Ramazanın ilk günü, akşamüzeri bir şeyler almak için dışarı çıktım. İftar vaktine henüz zaman olduğu için hemen orada bulunan aile parkında birazcık oturayım dedim. Parkın hemen yanında iki caddenin kesiştiği yerde ışıklı bir kavşak var.
Kavşağın bir tarafında genç bir bayanın, diğer tarafında kolundan tutturduğu bir erkek çocukla orta yaşlı bir bayanın hareketleri dikkatimi çekti. Taşıtlar için kırmızı ışık yanınca bayanlar hemen taşıt araçlarının önüne atılıyor ve kendilerince yapılması gereken hareketleri yaparak sürücülerden para koparmaya çalışıyor.

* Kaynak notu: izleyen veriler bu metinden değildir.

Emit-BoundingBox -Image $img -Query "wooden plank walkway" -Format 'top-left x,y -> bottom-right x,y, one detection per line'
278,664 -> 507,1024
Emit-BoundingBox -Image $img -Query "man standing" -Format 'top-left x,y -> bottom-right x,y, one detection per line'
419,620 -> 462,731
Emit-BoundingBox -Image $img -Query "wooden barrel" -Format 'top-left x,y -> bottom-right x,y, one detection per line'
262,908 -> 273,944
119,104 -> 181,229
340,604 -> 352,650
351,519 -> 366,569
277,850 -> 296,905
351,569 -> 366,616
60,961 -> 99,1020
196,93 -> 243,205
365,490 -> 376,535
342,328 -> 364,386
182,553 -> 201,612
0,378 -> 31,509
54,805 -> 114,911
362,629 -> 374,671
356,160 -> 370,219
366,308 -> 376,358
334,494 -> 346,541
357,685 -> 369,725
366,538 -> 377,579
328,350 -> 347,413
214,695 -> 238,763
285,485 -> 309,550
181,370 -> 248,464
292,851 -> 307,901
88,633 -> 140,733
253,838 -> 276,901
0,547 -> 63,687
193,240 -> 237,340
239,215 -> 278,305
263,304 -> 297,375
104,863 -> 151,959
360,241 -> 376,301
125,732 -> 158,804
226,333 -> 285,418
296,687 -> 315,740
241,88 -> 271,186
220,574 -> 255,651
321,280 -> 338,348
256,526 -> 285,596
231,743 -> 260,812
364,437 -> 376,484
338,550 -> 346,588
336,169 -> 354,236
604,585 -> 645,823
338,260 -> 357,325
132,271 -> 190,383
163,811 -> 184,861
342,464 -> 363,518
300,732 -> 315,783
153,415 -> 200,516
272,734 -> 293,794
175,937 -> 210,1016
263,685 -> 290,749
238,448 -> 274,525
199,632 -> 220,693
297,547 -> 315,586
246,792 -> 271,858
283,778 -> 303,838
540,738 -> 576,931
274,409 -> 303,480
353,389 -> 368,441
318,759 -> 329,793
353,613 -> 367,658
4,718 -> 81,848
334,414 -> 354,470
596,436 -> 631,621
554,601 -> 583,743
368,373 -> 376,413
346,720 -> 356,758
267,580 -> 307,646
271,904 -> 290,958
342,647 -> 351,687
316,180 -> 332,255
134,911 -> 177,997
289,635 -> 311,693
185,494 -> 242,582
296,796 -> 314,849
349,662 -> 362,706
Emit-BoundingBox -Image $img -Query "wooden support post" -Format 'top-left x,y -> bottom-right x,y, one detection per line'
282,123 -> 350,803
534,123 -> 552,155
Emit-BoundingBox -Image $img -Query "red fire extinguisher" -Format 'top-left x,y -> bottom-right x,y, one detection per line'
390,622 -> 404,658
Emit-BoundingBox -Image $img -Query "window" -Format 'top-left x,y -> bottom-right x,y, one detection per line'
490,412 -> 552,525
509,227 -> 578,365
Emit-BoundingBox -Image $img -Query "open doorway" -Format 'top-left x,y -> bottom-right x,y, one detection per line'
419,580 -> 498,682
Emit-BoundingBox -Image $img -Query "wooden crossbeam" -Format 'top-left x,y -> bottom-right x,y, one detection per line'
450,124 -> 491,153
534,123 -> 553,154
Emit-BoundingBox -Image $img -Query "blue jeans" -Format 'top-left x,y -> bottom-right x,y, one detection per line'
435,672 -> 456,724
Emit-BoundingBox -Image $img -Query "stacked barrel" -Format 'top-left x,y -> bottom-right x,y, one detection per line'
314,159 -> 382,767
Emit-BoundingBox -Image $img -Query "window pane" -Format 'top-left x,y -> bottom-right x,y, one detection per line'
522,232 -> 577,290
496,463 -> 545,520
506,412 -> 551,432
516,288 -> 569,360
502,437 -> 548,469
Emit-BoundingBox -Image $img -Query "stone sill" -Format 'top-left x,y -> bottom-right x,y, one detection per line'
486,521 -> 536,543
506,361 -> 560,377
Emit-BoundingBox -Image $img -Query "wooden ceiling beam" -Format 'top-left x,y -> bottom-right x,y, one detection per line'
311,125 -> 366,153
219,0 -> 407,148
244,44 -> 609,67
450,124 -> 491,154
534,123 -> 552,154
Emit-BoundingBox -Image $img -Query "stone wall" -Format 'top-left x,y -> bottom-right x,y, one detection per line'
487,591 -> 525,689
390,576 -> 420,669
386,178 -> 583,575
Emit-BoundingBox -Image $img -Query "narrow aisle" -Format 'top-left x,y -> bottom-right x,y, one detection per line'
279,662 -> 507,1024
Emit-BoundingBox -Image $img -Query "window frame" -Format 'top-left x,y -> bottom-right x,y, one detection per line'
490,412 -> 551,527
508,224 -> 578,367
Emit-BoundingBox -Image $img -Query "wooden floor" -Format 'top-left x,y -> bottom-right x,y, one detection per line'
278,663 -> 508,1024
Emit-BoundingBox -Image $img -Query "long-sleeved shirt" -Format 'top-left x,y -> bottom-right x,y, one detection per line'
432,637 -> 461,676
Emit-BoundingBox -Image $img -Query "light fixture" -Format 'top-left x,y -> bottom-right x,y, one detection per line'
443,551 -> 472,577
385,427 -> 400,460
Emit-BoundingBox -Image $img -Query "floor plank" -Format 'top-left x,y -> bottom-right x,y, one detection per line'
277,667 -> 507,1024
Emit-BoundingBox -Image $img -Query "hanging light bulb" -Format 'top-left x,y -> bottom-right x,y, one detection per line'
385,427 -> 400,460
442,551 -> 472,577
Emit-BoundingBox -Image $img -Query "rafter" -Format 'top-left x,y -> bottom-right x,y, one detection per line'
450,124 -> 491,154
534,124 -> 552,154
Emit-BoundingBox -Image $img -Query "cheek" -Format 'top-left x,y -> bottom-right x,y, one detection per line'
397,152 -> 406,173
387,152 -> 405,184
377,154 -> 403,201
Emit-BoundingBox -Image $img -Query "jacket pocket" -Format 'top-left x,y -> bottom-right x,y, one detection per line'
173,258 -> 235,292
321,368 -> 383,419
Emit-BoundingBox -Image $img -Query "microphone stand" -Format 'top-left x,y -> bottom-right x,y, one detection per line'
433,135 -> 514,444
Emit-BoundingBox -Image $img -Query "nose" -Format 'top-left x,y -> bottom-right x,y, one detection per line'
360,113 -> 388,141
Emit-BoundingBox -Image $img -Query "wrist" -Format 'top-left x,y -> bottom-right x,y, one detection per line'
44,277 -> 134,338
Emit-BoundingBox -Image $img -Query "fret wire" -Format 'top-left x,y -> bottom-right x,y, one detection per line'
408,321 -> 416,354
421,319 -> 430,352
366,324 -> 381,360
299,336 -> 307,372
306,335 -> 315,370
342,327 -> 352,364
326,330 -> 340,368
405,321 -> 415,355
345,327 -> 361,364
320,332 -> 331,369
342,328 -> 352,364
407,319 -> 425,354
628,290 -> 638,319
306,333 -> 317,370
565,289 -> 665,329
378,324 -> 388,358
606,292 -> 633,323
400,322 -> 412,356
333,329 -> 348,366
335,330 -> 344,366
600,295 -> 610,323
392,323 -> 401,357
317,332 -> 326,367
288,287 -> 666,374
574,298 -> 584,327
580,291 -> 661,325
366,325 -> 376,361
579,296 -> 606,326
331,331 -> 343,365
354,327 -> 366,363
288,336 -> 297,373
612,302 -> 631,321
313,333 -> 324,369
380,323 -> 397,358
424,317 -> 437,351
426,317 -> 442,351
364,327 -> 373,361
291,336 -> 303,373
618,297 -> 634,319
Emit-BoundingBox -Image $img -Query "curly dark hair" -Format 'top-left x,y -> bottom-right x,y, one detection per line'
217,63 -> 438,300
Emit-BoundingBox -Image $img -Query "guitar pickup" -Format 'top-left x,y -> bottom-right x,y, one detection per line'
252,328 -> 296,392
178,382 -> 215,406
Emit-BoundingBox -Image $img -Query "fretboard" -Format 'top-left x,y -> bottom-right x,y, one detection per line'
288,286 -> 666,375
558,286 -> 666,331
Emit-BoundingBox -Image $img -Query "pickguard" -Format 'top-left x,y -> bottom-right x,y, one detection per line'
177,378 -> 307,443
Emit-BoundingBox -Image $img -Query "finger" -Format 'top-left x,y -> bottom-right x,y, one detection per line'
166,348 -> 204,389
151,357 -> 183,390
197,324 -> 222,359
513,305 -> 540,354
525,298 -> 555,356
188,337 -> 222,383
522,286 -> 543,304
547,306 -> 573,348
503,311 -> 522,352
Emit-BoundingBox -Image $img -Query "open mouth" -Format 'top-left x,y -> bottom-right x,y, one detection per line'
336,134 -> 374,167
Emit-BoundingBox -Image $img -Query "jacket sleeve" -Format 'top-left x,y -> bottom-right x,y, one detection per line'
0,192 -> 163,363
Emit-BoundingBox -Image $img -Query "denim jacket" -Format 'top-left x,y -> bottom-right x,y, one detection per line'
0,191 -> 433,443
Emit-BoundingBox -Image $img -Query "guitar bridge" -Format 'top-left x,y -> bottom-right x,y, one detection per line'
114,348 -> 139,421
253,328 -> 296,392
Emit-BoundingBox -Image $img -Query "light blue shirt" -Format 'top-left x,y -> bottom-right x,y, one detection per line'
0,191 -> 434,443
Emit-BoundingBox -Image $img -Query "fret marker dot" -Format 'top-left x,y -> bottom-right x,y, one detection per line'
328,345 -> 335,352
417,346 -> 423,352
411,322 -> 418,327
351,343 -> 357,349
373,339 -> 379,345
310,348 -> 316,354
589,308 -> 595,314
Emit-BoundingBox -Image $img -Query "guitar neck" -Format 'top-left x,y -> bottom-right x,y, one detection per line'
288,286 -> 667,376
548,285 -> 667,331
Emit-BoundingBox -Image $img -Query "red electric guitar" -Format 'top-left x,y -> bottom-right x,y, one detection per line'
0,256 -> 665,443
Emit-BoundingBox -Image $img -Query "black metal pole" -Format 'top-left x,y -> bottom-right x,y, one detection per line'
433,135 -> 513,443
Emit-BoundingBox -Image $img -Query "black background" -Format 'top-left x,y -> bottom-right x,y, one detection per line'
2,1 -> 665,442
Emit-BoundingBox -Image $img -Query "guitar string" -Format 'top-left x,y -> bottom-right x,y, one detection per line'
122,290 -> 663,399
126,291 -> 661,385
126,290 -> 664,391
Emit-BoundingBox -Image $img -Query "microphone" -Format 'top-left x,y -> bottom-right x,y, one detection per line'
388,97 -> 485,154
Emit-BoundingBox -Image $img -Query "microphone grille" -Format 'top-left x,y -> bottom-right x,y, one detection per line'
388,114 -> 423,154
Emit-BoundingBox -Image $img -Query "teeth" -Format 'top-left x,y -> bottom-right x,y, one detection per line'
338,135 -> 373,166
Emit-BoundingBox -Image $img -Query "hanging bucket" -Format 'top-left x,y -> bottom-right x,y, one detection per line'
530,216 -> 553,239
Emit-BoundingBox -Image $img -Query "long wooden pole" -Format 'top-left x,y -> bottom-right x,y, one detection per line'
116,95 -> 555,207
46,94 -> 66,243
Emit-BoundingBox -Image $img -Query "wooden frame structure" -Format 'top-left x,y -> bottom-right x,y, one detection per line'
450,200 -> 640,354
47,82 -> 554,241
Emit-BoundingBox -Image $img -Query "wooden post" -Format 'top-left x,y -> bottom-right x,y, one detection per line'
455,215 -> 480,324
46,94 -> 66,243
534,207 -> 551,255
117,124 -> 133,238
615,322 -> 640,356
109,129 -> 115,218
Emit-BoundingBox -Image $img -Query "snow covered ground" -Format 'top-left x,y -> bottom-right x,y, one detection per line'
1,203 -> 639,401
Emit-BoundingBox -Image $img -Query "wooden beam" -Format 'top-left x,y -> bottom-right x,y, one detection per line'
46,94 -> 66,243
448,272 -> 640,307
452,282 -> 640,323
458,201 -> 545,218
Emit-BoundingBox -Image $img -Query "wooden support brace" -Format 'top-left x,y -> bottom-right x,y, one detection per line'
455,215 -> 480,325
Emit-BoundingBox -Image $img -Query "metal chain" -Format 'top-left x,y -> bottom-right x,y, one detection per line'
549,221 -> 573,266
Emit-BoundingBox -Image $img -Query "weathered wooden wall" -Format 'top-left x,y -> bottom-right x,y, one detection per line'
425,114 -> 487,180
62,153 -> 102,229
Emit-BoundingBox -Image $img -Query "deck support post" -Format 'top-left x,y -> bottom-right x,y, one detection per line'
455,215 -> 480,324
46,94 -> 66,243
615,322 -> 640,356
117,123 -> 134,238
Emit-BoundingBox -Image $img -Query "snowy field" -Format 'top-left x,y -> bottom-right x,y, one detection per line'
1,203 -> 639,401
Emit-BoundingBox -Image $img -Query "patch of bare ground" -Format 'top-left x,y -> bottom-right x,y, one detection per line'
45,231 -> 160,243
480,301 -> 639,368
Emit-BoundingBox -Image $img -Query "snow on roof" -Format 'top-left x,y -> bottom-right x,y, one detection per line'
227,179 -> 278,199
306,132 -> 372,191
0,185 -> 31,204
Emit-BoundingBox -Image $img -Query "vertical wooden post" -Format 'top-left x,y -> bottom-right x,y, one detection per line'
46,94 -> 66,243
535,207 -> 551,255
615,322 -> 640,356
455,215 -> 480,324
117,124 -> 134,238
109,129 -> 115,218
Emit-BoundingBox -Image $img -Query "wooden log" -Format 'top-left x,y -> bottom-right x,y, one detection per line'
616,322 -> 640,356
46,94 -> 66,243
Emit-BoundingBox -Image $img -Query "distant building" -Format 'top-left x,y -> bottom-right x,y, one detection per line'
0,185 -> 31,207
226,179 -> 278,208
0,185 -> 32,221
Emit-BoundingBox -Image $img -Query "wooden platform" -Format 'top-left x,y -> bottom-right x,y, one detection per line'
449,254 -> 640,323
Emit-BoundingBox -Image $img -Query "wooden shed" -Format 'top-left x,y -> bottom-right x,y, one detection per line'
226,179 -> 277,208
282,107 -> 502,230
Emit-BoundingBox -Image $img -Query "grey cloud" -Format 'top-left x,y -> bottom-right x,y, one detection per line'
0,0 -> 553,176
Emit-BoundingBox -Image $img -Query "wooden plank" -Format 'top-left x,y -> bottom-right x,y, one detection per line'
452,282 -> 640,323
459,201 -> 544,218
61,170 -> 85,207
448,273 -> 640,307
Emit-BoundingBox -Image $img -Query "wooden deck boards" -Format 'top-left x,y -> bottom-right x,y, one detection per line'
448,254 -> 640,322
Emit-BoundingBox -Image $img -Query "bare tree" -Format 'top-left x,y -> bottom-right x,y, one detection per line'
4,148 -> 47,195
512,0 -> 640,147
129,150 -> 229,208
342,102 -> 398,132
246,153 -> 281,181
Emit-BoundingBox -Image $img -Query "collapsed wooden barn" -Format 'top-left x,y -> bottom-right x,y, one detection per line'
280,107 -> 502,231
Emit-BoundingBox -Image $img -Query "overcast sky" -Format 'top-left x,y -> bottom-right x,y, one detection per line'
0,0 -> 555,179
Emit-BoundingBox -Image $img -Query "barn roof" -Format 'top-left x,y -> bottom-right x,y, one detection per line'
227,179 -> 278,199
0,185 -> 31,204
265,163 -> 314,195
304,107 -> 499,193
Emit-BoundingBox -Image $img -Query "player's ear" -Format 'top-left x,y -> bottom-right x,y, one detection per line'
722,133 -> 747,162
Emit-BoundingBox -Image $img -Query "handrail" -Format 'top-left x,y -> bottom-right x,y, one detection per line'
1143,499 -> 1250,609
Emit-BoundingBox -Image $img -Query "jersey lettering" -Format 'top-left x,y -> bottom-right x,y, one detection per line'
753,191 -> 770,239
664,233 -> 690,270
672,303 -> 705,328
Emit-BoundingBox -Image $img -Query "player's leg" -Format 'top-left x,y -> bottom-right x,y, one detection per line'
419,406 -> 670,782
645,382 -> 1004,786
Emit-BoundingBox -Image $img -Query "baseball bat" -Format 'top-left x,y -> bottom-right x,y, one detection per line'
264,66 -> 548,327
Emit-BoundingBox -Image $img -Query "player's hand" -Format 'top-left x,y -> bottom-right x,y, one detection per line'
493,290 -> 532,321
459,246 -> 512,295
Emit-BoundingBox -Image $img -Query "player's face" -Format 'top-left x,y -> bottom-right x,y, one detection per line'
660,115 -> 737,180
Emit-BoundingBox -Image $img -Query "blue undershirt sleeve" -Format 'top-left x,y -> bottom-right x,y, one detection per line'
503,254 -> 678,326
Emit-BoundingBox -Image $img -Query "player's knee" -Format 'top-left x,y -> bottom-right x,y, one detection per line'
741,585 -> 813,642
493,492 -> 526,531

Derken on iki on üç yaşlarında bir kız çocuğu geldi, o da kavşağın üçüncü cephesine yerleşip diğerlerine göre biraz acemice dilenmeye başladı. Bazı sürücülerin tacize varan tavırlarına aldırış etmeden.
Hani biz Müslüman toplumuz ya, Allah rızası denilince akan sular durur ya, sürücülerin birisi vermezse birisi mutlaka bir miktar para uzatıyor. Kendince mübarek gün hatırına Allah rızası için yardımda bulunmuş oluyor.
İnsanların sırtından geçinen, insanların manevi duygularını sömürü aracı olarak kullanan asalakların yaşamasına yardımcı olduklarının farkında bile değiller anlaşılan. Hele orta yaşlı bayana bakıldığı zaman ömründe kursağından alın teri geçmemiş gibi. Yemiş yemiş de s…mamış cinsinden.
Derken on dört on beş yaşlarında spor giyimli bir delikanlı bayanları toplayıp parkta bir tur attırdıktan sonra aynı noktalara tekrar yönlendirdi. Anlaşılan hepsi bir ailenin bireyleriydi.
O sırada yanıma yaşı yetmişi aşmış bir nine geldi. ‘Oğul buralarda polis bulunmaz mı hiç?’ diyerek. Hanımların dilenmesi onun da dikkatini çekmiş olmalı ki; yanıma oturdu: ‘Şunlara bak oğul hiç utanma arlanma yok, şimdi birisine kaza yaptıracaklar. Bunları polis görmüyor mu’ dedi.
‘Yok teyze polis görmez bunları’ dedim. ‘Hem görse ne yapacak, çözüm mü bulacak.’
Teyze ile sohbetimiz biraz ısındı. Anlattığına göre Menderes zamanından önce Amasya’dan göç edip yerleşmişler. Yapı Kredi Bankasında yirmi dört yıl işçi olarak çalışıp emekli olmuş. Benimde emekli olmaya çalıştığımı öğrenince: ‘Allah güle güle yedirsin oğul, zaman eski zaman değil; Erbakan’ın verdiği zamla kaldık.’ Dilencileri göstererek: ‘Şunlara bak, bir günde kazandıklarını ben iki üç ayda alıyorum.’ Dedi. Ve siyasetin nabzını tutan bir bilgelikle Demirel’den başlayıp mevcut hükümetten çıkarak ekledi: ‘Oğul, devlet devlet değil millet millet değil…’
Vaktin daraldığını belirterek kalktı nine.
Emeklisinin iki üç aylığı dilencinin günlük kazancı kadar olan devlet, dilenciye bir günde bir emeklinin iki üç aylığı kadar para veren millet.
Sen haklısın teyze ama seni duyan, seni anlayan, anlamaya çalışan yok. İçi yenilmiş kesekâğıdı gibi fırlatılıp atıldığının bilincinde olan kaç hükümet geldi geçti.
Bu dünya yalan imiş pul kadardır ederi,
Sonsuz olan nimeti sultanlara taç değil.
Emeğe saygı gerek kutsaldır alın teri,
Emeklisi aç amma dilencisi aç değil.